Davos 2023: Carbon costs ‘must be priced more appropriately’ to incentivise change by consumers, businesses
- ‘We are in the ditch’ in terms of the climate crisis and need to climb out, according to the IMF’s managing director
- Carbon should be priced closer to US$75 a tonne, versus US$5 as it is now, according to the IMF’s Kristalina Georgiev
Carbon costs need to be priced at a level that more appropriately reflects the damage to the environment caused by high-emitting industries and products to incentivise consumers and investors to move to a low-carbon future, according to panellists at the World Economic Forum’s annual meeting.
Carbon is priced at about US$5 a tonne, when it should be at US$75 a tonne, she said.
“We are in the ditch and we have to climb out of it,” Georgieva said on a panel discussing climate finance at the WEF’s meeting in Davos, Switzerland. “By 2030, we need to cut emissions by somewhere between 25 and 50 per cent vis a vie where we were in 2019. If we implement all of our promises, we will cut them by 11 per cent.
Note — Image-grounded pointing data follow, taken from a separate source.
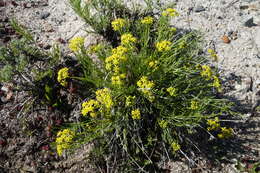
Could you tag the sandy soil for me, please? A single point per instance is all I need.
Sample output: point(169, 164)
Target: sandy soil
point(230, 27)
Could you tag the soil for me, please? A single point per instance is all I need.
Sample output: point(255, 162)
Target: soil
point(230, 27)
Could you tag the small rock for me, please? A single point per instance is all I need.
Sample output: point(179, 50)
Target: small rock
point(47, 46)
point(243, 7)
point(27, 5)
point(199, 9)
point(2, 3)
point(225, 39)
point(249, 22)
point(14, 3)
point(257, 39)
point(44, 15)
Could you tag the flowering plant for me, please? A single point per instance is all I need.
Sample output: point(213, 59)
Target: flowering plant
point(149, 88)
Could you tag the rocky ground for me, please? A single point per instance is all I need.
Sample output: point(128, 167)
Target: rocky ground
point(230, 27)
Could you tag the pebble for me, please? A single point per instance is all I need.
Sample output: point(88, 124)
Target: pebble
point(27, 5)
point(44, 15)
point(199, 9)
point(225, 39)
point(257, 39)
point(2, 3)
point(249, 22)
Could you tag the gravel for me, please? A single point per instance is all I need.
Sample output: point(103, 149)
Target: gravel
point(239, 59)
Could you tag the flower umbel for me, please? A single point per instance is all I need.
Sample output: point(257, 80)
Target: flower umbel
point(175, 146)
point(63, 74)
point(171, 91)
point(163, 46)
point(76, 43)
point(145, 86)
point(213, 124)
point(118, 24)
point(136, 115)
point(128, 39)
point(89, 107)
point(64, 140)
point(206, 72)
point(103, 96)
point(194, 105)
point(147, 20)
point(216, 83)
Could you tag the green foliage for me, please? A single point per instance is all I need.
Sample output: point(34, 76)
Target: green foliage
point(149, 88)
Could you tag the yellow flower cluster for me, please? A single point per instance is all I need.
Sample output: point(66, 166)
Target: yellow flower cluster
point(173, 30)
point(213, 54)
point(117, 80)
point(194, 105)
point(213, 124)
point(153, 64)
point(113, 61)
point(175, 146)
point(136, 115)
point(118, 24)
point(104, 97)
point(64, 140)
point(90, 107)
point(206, 72)
point(95, 48)
point(172, 91)
point(163, 124)
point(170, 12)
point(163, 46)
point(145, 85)
point(216, 83)
point(128, 39)
point(76, 43)
point(120, 50)
point(63, 74)
point(225, 133)
point(129, 100)
point(147, 20)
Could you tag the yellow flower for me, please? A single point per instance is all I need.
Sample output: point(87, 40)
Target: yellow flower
point(136, 115)
point(206, 72)
point(64, 140)
point(145, 86)
point(175, 146)
point(104, 97)
point(213, 54)
point(116, 80)
point(163, 46)
point(63, 74)
point(129, 100)
point(120, 50)
point(95, 48)
point(225, 133)
point(118, 24)
point(128, 39)
point(170, 12)
point(153, 64)
point(144, 83)
point(173, 30)
point(89, 107)
point(213, 124)
point(76, 43)
point(171, 91)
point(194, 105)
point(147, 20)
point(216, 83)
point(163, 124)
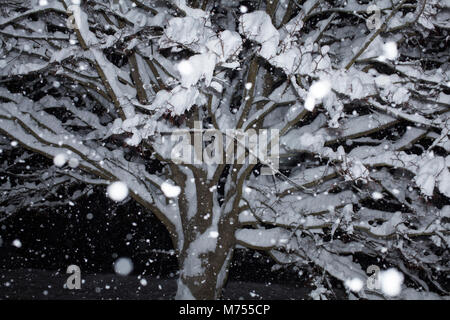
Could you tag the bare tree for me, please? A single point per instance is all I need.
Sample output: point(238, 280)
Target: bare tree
point(359, 97)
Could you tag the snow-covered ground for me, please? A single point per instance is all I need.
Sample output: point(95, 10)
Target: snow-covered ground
point(42, 285)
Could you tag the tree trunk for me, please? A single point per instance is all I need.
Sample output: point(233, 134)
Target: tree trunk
point(204, 265)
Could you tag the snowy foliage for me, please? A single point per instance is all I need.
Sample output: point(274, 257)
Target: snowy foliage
point(363, 117)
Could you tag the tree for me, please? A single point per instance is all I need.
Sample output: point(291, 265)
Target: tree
point(361, 113)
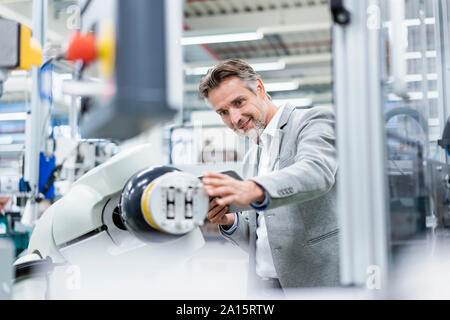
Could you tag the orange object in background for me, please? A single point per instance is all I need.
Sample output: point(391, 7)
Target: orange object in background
point(82, 47)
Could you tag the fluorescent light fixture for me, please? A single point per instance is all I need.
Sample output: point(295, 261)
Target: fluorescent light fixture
point(411, 22)
point(414, 96)
point(281, 86)
point(418, 55)
point(418, 77)
point(297, 102)
point(16, 116)
point(257, 66)
point(220, 38)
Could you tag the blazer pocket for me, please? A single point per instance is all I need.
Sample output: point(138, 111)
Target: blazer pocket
point(322, 237)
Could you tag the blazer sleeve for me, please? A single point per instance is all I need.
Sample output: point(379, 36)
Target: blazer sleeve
point(313, 172)
point(240, 237)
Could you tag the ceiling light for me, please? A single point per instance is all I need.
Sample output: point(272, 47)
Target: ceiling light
point(299, 102)
point(220, 38)
point(257, 66)
point(16, 116)
point(418, 77)
point(418, 55)
point(281, 86)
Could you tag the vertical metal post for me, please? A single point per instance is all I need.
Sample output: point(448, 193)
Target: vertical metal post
point(33, 141)
point(441, 15)
point(361, 147)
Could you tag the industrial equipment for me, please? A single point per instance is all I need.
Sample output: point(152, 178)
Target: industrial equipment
point(18, 50)
point(135, 46)
point(124, 224)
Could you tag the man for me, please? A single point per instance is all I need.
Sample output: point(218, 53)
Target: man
point(292, 235)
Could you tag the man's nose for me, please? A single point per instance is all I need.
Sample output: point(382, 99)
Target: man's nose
point(235, 116)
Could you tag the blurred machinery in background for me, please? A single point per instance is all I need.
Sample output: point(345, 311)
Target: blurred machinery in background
point(124, 225)
point(18, 50)
point(133, 50)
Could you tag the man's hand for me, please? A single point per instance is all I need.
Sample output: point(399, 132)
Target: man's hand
point(218, 214)
point(230, 190)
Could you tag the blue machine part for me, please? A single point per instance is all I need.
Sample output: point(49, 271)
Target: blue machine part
point(46, 167)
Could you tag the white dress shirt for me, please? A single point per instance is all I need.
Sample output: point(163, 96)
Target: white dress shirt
point(269, 144)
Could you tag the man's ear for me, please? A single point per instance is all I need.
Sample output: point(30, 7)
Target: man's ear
point(260, 88)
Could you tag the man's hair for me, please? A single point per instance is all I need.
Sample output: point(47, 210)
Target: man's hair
point(224, 70)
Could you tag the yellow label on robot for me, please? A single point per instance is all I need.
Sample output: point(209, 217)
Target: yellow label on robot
point(146, 210)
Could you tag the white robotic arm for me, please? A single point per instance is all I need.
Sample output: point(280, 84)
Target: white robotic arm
point(123, 215)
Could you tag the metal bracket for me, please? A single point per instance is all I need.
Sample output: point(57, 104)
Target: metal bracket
point(340, 14)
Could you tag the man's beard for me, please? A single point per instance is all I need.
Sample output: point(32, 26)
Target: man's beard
point(252, 133)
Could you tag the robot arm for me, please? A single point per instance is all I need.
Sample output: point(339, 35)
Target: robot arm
point(125, 210)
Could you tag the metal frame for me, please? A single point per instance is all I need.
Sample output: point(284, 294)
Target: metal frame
point(441, 13)
point(362, 185)
point(35, 121)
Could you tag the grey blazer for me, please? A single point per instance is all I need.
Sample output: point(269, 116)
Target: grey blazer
point(301, 217)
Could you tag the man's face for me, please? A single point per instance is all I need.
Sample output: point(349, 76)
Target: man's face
point(242, 110)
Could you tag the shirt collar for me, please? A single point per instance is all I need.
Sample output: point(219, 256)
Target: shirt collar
point(272, 127)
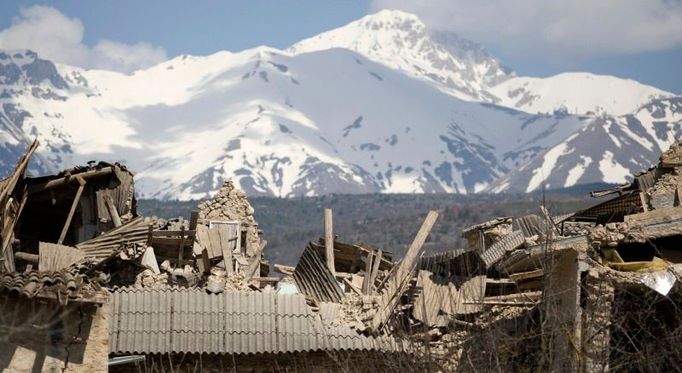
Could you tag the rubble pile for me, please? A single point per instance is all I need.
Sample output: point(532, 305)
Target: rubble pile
point(230, 203)
point(532, 292)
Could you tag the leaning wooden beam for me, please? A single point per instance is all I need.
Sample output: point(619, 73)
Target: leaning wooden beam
point(181, 246)
point(255, 262)
point(329, 239)
point(69, 179)
point(31, 258)
point(111, 207)
point(375, 271)
point(366, 285)
point(19, 170)
point(400, 278)
point(74, 204)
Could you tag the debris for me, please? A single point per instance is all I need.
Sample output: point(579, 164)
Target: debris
point(543, 288)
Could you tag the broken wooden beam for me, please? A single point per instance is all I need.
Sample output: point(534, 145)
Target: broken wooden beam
point(284, 269)
point(69, 179)
point(329, 239)
point(399, 279)
point(255, 261)
point(375, 271)
point(74, 204)
point(366, 285)
point(31, 258)
point(111, 207)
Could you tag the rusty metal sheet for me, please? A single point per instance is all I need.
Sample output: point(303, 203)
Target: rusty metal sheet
point(314, 279)
point(181, 320)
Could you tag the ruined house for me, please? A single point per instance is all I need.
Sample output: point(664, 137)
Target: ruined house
point(86, 283)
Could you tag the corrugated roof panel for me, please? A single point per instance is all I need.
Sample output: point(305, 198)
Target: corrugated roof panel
point(192, 321)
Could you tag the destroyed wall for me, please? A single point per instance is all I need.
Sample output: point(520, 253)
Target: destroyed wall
point(43, 336)
point(230, 203)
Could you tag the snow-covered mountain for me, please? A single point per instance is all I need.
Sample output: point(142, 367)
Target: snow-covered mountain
point(380, 105)
point(464, 69)
point(401, 41)
point(608, 149)
point(576, 93)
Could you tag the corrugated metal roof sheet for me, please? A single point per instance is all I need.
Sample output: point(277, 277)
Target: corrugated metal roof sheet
point(60, 285)
point(103, 246)
point(193, 321)
point(314, 279)
point(497, 250)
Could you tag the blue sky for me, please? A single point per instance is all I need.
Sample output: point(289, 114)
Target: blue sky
point(633, 39)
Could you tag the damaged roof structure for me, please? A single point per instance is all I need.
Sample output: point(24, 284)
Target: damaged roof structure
point(88, 284)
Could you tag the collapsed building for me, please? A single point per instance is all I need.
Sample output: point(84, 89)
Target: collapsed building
point(87, 283)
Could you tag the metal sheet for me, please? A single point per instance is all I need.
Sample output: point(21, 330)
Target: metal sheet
point(193, 321)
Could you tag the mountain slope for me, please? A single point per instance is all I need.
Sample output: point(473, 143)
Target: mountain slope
point(401, 41)
point(464, 69)
point(576, 93)
point(368, 108)
point(610, 149)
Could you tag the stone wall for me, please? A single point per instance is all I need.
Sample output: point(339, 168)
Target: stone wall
point(230, 203)
point(39, 335)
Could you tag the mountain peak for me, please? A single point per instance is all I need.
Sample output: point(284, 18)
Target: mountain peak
point(390, 18)
point(401, 41)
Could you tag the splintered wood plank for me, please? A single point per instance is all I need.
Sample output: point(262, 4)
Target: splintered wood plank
point(255, 261)
point(74, 204)
point(111, 207)
point(399, 278)
point(329, 239)
point(54, 257)
point(366, 285)
point(375, 270)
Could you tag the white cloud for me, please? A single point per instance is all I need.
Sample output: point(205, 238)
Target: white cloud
point(59, 38)
point(555, 30)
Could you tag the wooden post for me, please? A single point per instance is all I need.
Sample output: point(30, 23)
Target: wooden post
point(329, 239)
point(366, 285)
point(74, 204)
point(182, 245)
point(400, 277)
point(193, 219)
point(255, 262)
point(375, 271)
point(109, 203)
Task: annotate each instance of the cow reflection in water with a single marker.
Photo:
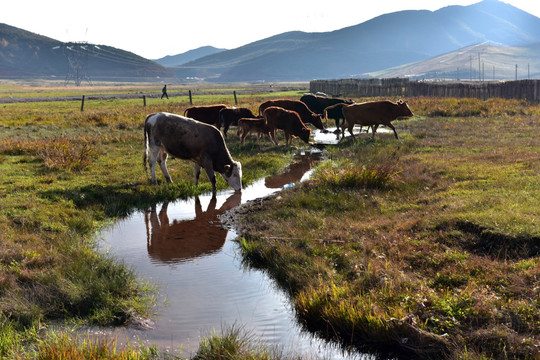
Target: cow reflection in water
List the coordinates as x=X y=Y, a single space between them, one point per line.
x=185 y=239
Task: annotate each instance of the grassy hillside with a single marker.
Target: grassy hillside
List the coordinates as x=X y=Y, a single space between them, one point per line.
x=480 y=61
x=383 y=42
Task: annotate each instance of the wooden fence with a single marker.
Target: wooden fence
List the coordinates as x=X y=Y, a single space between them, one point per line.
x=400 y=87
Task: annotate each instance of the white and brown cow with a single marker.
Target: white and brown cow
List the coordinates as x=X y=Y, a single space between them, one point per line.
x=188 y=139
x=374 y=113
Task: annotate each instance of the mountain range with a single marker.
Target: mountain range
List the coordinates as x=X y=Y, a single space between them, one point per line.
x=479 y=38
x=24 y=54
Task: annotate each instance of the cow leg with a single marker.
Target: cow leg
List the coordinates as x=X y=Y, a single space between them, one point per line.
x=196 y=173
x=274 y=138
x=162 y=160
x=288 y=138
x=153 y=156
x=350 y=128
x=209 y=168
x=393 y=128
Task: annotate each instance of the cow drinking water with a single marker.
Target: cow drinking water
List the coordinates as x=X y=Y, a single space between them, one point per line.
x=188 y=139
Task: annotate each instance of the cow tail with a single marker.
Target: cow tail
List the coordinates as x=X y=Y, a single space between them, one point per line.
x=146 y=138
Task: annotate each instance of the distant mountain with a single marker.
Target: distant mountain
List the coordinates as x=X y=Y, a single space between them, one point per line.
x=181 y=59
x=384 y=42
x=25 y=54
x=485 y=61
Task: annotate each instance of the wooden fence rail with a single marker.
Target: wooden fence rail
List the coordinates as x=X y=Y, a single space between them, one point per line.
x=400 y=87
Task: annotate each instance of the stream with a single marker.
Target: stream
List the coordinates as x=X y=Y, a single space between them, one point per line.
x=203 y=287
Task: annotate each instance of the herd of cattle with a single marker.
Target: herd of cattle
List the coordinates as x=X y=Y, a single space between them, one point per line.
x=196 y=136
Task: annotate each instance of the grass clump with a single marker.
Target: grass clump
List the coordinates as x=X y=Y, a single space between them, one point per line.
x=235 y=344
x=61 y=346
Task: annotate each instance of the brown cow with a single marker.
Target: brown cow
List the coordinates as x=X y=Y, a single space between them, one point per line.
x=317 y=104
x=307 y=116
x=288 y=121
x=374 y=113
x=230 y=116
x=248 y=125
x=208 y=114
x=188 y=139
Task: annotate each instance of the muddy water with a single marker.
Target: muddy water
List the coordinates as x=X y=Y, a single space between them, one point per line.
x=203 y=287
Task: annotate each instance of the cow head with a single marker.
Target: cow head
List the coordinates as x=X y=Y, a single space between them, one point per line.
x=404 y=109
x=305 y=133
x=316 y=120
x=233 y=175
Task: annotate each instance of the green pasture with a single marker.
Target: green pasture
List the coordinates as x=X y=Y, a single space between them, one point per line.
x=427 y=245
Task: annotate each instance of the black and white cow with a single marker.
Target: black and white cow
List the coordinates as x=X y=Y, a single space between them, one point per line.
x=188 y=139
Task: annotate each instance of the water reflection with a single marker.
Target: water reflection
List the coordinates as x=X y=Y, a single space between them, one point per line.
x=203 y=286
x=175 y=241
x=295 y=171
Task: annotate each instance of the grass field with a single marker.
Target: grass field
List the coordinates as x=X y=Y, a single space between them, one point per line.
x=425 y=245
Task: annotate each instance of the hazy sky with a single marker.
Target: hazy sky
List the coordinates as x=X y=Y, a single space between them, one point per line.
x=157 y=28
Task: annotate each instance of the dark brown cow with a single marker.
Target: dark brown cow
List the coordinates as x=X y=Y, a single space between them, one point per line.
x=208 y=114
x=230 y=116
x=374 y=113
x=188 y=139
x=288 y=121
x=317 y=104
x=248 y=125
x=334 y=112
x=307 y=116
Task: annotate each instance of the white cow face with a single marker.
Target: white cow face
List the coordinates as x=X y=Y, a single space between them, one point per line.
x=233 y=176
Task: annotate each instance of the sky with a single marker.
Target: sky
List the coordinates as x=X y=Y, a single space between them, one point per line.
x=157 y=28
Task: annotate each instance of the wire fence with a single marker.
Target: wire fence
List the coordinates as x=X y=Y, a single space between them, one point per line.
x=401 y=87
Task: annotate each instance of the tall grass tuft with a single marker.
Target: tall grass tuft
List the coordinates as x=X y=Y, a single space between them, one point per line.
x=60 y=347
x=235 y=344
x=368 y=176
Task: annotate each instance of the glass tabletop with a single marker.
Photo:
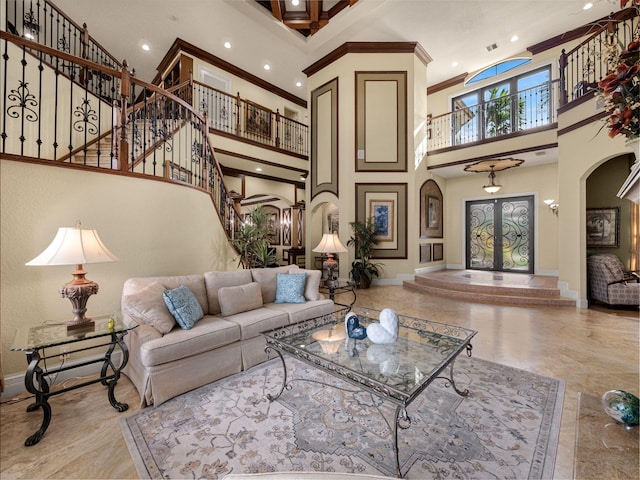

The gap is huge.”
“The decision framework for every company, including banks like mine, would be fundamentally different if we were charged for the cost of what we’re doing to the environment. That won’t be enough. There’s got to be some public sector catalyst as well,” Winters said.
Oliver Baete, the CEO of German insurer Allianz, said there need to be more efforts by multilateral development banks and others to work together to reduce the high costs of capital to target climate solutions, particularly in the developing world.
“We don’t want subsidies,” Baete said. “We want a proper understanding of what the risks are.”
Patrick Khulekani Dlamini, the CEO and managing director of the Development Bank of Southern Africa, said multilateral development banks will need to take “much higher risk” to attract more private capital for climate projects in emerging markets.
Winters said multilateral development banks are only receiving about 1/15th of the funding they need, even though they are acting as the primary funnel of money from the developed world to developing countries.
Those organisations also need to be incentivised to increase their leverage factor, Winters said. One dollar of World Bank financing generates about 95 cents of private sector financing currently, he said.
“We need trillions [of dollars] and we’re talking billions,” he said.